THE Government should rethink its proposals for foundation degrees or the new qualification may not meet employers' needs, the Confederation of British Industry says.

Although it agrees with the concept of a two-year, vocationally-based degree course, the CBI says that the current proposal is flawed and "runs the risk of duplicating current provision".

Three-quarters of the 253 firms surveyed said they could see the value of a vocationally-orientated foundation degree but 81 per cent said the current range of sub-

degree qualifications - including higher national certificates and diplomas - was confusing. "There is no clear case for another qualification at this level," the CBI says.

It proposes that the foundation degree should be integrated into a national credit system for higher and further education, making it equivalent to two years' study towards an honours degree.

"This would benefit a large group of people, ranging from some of the 19 per cent who currently drop out of honours courses, to those who only ever wanted an intermediate-level qualification."

Two-thirds of firms surveyed anticipated increased demand for people with degrees, while only 49 per cent expected to take on people with sub-degree qualifications.

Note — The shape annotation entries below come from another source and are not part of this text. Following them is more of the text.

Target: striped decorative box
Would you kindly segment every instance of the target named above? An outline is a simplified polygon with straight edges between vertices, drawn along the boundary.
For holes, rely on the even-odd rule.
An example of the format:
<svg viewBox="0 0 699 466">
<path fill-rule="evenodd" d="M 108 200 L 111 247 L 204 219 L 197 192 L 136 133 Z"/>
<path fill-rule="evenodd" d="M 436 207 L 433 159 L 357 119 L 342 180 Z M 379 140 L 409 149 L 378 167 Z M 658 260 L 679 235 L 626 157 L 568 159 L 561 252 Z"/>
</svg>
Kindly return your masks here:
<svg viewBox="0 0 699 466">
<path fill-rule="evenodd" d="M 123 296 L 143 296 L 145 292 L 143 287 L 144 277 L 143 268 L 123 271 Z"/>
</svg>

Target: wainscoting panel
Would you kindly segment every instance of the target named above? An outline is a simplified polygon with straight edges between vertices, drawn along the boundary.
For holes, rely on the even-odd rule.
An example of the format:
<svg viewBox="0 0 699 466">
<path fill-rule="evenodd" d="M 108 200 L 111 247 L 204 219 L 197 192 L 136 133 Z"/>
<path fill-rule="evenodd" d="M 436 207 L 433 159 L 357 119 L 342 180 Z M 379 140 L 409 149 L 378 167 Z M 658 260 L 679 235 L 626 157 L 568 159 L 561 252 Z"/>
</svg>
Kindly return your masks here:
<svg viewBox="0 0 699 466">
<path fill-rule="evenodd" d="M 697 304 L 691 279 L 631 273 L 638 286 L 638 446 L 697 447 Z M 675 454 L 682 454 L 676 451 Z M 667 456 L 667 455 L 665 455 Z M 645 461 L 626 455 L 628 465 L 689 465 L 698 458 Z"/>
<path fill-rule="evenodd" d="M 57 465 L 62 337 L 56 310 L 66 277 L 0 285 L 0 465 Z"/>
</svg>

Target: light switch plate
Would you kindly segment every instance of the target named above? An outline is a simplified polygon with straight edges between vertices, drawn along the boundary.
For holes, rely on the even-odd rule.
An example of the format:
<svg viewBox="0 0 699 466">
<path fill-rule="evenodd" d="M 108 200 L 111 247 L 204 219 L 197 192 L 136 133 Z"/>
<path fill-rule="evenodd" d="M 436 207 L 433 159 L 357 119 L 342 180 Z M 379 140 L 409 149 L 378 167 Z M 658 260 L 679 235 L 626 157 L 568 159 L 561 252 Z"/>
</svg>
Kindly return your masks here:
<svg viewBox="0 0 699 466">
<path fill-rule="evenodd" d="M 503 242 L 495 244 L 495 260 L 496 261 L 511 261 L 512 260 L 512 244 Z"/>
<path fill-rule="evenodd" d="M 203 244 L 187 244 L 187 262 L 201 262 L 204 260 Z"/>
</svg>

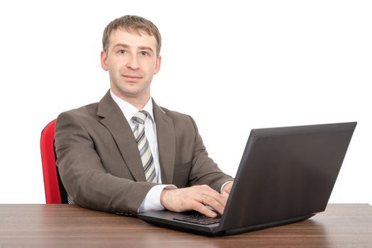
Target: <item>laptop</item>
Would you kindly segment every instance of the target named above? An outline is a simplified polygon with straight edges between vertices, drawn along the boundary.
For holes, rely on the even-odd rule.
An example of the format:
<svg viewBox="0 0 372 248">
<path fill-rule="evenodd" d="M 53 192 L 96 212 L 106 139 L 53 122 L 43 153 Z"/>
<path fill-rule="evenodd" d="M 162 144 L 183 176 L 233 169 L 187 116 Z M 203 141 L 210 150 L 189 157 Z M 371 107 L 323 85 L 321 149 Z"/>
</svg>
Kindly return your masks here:
<svg viewBox="0 0 372 248">
<path fill-rule="evenodd" d="M 207 236 L 306 220 L 325 210 L 356 126 L 354 122 L 253 129 L 221 216 L 163 210 L 138 218 Z"/>
</svg>

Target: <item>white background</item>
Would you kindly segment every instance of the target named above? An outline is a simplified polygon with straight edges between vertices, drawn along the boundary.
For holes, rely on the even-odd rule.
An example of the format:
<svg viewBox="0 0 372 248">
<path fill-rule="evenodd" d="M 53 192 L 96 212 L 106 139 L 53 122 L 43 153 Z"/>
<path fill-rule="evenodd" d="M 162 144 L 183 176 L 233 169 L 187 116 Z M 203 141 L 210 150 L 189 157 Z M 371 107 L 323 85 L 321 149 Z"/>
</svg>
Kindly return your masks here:
<svg viewBox="0 0 372 248">
<path fill-rule="evenodd" d="M 358 121 L 330 202 L 372 204 L 371 13 L 356 0 L 1 1 L 0 203 L 45 203 L 40 132 L 101 99 L 103 30 L 136 14 L 163 36 L 153 98 L 194 117 L 224 171 L 251 128 Z"/>
</svg>

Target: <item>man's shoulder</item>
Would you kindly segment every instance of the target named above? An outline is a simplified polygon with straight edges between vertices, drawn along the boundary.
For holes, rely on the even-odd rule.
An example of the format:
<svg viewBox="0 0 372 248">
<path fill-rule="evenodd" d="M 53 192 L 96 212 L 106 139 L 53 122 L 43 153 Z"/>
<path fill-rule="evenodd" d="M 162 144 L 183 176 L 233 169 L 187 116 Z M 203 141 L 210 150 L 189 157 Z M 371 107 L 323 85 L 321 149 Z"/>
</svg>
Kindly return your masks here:
<svg viewBox="0 0 372 248">
<path fill-rule="evenodd" d="M 173 120 L 180 120 L 180 120 L 190 120 L 191 118 L 191 116 L 187 114 L 180 113 L 180 112 L 175 111 L 171 111 L 171 110 L 169 110 L 162 106 L 159 106 L 159 108 L 168 116 L 170 117 Z"/>
<path fill-rule="evenodd" d="M 98 109 L 98 103 L 90 103 L 82 107 L 71 109 L 61 113 L 57 120 L 65 118 L 78 118 L 80 120 L 97 118 L 97 112 Z"/>
</svg>

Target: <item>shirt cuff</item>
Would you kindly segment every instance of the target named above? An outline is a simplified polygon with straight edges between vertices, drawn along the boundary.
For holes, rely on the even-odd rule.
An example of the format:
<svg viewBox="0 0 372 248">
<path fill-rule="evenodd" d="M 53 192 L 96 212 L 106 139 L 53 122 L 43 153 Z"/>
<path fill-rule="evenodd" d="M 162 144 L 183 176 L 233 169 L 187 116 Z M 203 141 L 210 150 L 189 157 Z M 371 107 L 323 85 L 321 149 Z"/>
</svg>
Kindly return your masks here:
<svg viewBox="0 0 372 248">
<path fill-rule="evenodd" d="M 222 193 L 222 191 L 224 191 L 224 186 L 225 186 L 227 184 L 229 184 L 229 183 L 232 183 L 232 182 L 234 182 L 234 180 L 228 181 L 225 182 L 224 184 L 222 184 L 222 186 L 221 186 L 221 189 L 219 190 L 219 193 Z"/>
<path fill-rule="evenodd" d="M 146 211 L 159 211 L 164 210 L 164 207 L 160 203 L 160 194 L 164 188 L 171 189 L 177 188 L 173 184 L 158 184 L 154 186 L 148 191 L 146 197 L 143 199 L 137 212 L 143 213 Z"/>
</svg>

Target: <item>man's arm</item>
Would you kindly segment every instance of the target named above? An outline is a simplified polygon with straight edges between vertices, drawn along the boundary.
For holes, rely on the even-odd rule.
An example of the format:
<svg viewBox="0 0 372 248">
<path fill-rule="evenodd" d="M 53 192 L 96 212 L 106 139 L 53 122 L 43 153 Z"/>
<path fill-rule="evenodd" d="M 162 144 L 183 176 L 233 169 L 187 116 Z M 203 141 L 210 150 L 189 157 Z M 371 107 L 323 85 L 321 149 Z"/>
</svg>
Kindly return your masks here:
<svg viewBox="0 0 372 248">
<path fill-rule="evenodd" d="M 56 123 L 57 165 L 67 191 L 82 207 L 136 215 L 155 184 L 133 181 L 107 173 L 85 127 L 87 123 L 78 115 L 65 112 Z"/>
<path fill-rule="evenodd" d="M 179 189 L 164 189 L 160 203 L 168 210 L 182 212 L 195 210 L 209 217 L 216 213 L 207 205 L 222 214 L 234 180 L 224 174 L 216 163 L 208 157 L 194 120 L 190 117 L 195 130 L 195 142 L 192 169 L 189 176 L 191 187 Z M 224 185 L 224 188 L 221 186 Z M 219 191 L 221 190 L 221 193 Z"/>
</svg>

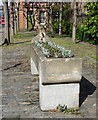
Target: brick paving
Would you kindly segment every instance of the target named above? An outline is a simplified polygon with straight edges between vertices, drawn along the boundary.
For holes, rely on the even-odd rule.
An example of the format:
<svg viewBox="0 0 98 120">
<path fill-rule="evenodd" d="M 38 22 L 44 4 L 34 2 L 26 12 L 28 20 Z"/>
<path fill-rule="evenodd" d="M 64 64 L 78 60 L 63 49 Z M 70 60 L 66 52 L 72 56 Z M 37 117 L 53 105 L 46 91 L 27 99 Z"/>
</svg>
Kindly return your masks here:
<svg viewBox="0 0 98 120">
<path fill-rule="evenodd" d="M 16 41 L 17 42 L 17 41 Z M 2 117 L 3 118 L 95 118 L 96 76 L 83 67 L 81 81 L 81 114 L 41 111 L 38 76 L 30 72 L 30 42 L 4 46 L 2 52 Z"/>
</svg>

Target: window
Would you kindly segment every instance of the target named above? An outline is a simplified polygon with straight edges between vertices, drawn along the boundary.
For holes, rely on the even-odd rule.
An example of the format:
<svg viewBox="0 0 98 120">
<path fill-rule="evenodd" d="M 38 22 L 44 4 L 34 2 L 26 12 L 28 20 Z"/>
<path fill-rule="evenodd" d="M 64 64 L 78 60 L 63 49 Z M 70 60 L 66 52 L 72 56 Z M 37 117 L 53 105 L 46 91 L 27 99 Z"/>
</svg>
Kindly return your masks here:
<svg viewBox="0 0 98 120">
<path fill-rule="evenodd" d="M 45 24 L 45 12 L 41 11 L 40 12 L 40 25 L 44 25 Z"/>
</svg>

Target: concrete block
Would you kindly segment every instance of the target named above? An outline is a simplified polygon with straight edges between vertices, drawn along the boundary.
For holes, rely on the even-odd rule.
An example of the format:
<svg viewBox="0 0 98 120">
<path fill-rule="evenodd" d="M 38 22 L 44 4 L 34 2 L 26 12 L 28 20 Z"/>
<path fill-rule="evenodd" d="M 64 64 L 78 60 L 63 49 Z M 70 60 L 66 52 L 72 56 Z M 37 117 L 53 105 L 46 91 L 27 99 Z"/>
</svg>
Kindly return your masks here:
<svg viewBox="0 0 98 120">
<path fill-rule="evenodd" d="M 39 85 L 41 110 L 56 109 L 60 105 L 68 108 L 79 107 L 79 83 Z"/>
</svg>

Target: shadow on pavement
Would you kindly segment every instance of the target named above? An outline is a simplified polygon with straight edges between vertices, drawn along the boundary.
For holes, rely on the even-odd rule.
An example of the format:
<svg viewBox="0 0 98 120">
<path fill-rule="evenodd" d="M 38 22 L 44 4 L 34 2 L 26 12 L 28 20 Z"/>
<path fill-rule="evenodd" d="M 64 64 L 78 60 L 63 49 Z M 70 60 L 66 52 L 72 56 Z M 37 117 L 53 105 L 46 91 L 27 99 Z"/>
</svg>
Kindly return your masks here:
<svg viewBox="0 0 98 120">
<path fill-rule="evenodd" d="M 29 41 L 24 41 L 24 42 L 11 43 L 11 44 L 12 44 L 12 45 L 14 45 L 14 44 L 23 44 L 23 43 L 26 43 L 26 42 L 31 42 L 31 40 L 29 40 Z"/>
<path fill-rule="evenodd" d="M 82 80 L 80 82 L 79 106 L 81 106 L 88 95 L 92 95 L 95 90 L 96 86 L 89 82 L 85 77 L 82 77 Z"/>
</svg>

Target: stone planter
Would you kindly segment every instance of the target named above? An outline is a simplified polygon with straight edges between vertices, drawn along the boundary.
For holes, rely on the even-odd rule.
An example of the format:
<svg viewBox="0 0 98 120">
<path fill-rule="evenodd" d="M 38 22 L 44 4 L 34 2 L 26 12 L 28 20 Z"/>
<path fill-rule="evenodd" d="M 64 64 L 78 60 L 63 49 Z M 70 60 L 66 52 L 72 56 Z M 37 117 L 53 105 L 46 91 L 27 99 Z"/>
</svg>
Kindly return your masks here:
<svg viewBox="0 0 98 120">
<path fill-rule="evenodd" d="M 44 32 L 43 32 L 44 33 Z M 82 77 L 82 59 L 46 58 L 34 44 L 35 40 L 50 41 L 40 32 L 31 44 L 31 73 L 39 74 L 39 103 L 41 110 L 56 109 L 60 105 L 79 107 L 79 82 Z"/>
<path fill-rule="evenodd" d="M 58 104 L 79 107 L 82 59 L 46 58 L 31 44 L 31 73 L 39 74 L 41 110 L 55 109 Z"/>
</svg>

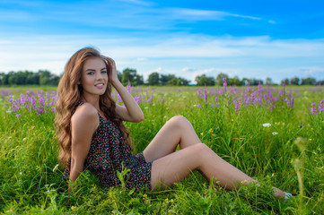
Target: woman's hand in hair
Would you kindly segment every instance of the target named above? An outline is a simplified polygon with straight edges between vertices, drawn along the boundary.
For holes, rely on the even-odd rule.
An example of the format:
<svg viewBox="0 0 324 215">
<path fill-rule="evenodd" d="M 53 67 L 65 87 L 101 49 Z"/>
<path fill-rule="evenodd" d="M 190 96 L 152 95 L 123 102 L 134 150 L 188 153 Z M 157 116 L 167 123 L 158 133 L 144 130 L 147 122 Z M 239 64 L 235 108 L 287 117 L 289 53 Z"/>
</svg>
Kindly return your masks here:
<svg viewBox="0 0 324 215">
<path fill-rule="evenodd" d="M 109 71 L 109 82 L 111 82 L 111 84 L 114 85 L 116 82 L 119 82 L 117 75 L 115 61 L 110 57 L 105 56 L 101 56 L 107 61 L 109 66 L 109 68 L 107 68 Z"/>
</svg>

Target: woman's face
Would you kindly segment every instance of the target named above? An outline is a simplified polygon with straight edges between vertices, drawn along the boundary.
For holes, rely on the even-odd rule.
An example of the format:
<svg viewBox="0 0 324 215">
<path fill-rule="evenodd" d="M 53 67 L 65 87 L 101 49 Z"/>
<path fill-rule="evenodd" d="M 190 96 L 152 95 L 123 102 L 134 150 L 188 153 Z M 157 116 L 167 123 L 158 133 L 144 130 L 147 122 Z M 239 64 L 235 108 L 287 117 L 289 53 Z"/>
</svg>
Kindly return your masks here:
<svg viewBox="0 0 324 215">
<path fill-rule="evenodd" d="M 79 84 L 84 96 L 100 96 L 106 91 L 108 84 L 106 64 L 100 57 L 89 58 L 84 62 Z"/>
</svg>

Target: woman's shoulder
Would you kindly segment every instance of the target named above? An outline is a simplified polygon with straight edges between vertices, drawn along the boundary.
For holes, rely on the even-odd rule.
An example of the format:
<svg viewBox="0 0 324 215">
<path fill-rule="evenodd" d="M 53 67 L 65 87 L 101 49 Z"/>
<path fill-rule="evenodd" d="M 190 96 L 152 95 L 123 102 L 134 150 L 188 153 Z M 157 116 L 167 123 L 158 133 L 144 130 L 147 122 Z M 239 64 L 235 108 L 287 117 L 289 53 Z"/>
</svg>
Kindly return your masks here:
<svg viewBox="0 0 324 215">
<path fill-rule="evenodd" d="M 71 117 L 72 124 L 82 124 L 87 125 L 88 124 L 98 125 L 99 117 L 97 109 L 90 103 L 84 102 L 76 107 L 74 115 Z"/>
</svg>

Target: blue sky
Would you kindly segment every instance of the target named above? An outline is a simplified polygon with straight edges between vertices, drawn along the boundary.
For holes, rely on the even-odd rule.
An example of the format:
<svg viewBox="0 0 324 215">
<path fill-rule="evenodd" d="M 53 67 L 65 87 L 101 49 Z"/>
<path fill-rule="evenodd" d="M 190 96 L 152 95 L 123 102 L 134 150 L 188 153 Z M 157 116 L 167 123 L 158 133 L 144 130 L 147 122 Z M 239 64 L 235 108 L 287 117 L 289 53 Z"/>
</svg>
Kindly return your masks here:
<svg viewBox="0 0 324 215">
<path fill-rule="evenodd" d="M 144 79 L 324 80 L 324 1 L 0 0 L 0 72 L 59 74 L 89 46 Z"/>
</svg>

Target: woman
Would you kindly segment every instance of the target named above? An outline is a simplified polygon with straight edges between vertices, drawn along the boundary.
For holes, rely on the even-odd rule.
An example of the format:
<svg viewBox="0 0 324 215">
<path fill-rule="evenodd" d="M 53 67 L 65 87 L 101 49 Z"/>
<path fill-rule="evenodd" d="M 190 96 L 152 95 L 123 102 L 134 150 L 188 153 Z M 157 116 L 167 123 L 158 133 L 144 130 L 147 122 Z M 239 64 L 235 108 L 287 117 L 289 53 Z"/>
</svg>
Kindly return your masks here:
<svg viewBox="0 0 324 215">
<path fill-rule="evenodd" d="M 125 107 L 110 96 L 113 86 Z M 92 47 L 77 51 L 67 62 L 58 84 L 56 123 L 60 146 L 59 161 L 71 183 L 89 169 L 104 185 L 120 184 L 117 171 L 130 171 L 127 188 L 171 185 L 198 170 L 228 190 L 240 182 L 255 183 L 201 143 L 183 116 L 169 120 L 145 150 L 131 154 L 128 132 L 122 121 L 141 122 L 144 115 L 118 79 L 115 62 Z M 175 151 L 177 146 L 180 150 Z M 274 189 L 276 197 L 288 193 Z"/>
</svg>

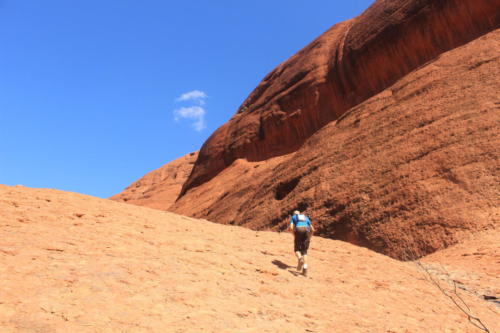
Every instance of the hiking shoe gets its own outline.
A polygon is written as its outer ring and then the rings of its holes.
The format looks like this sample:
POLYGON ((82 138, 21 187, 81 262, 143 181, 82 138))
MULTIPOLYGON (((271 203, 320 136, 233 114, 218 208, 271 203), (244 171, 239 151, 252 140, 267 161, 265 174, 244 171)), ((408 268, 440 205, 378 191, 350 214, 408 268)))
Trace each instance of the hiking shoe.
POLYGON ((304 266, 304 258, 299 259, 299 263, 297 264, 297 271, 300 272, 302 270, 302 266, 304 266))

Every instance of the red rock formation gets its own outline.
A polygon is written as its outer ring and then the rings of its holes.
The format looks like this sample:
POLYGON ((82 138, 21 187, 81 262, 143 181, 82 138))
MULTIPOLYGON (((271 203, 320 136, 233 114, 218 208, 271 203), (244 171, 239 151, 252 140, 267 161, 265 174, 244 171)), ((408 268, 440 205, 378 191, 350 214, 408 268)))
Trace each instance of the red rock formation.
POLYGON ((149 172, 138 181, 130 184, 123 192, 110 199, 138 206, 168 209, 181 192, 198 152, 187 154, 149 172))
POLYGON ((500 30, 443 53, 297 152, 238 159, 172 209, 272 230, 306 209, 319 234, 400 259, 498 227, 499 54, 500 30))
POLYGON ((318 129, 444 51, 500 26, 498 0, 379 0, 268 74, 203 145, 184 194, 238 158, 296 151, 318 129))

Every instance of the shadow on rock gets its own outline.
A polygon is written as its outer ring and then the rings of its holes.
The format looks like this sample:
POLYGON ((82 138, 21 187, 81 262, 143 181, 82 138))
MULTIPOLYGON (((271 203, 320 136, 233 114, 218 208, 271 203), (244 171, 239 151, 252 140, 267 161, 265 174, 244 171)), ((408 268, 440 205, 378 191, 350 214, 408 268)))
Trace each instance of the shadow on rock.
POLYGON ((281 269, 288 269, 288 268, 293 268, 294 267, 294 266, 290 266, 288 264, 285 264, 281 260, 273 260, 272 263, 273 263, 273 265, 278 266, 278 268, 281 268, 281 269))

The CBI says that it may even reduc the pressure to make full honours degrees more vocationally-focused.

But despite their reservations about aspects of the foundation degree, CBI members strongly support it in principle. Seventy-five per cent said that they were likely or very likely to encourage staff to study for the new qualification, 81 per cent would allow work-based assessment or accreditation and 67 per cent would offer work-placements.

John Roberts, chairman of the CBI's education and training affairs committee, said: "The broad objectives of the foundation degree are right. But there is a danger that it is not being properly thought through.

"Unless the Government takes the time to make sure that the new qualification truly meets the long-term needs of employers and students alike, it could well end up as a good idea badly implemented."

Although foundation degrees will be funded and awarded through universities, colleges are expected to deliver a large proportion of them and they are seen as crucial in the Government's drive to recruit 700,000 people into further education over the next two years. A DFEE-appointed working party of representatives from further and higher education is working on the delivery and content of the new qualification, which will be piloted from September.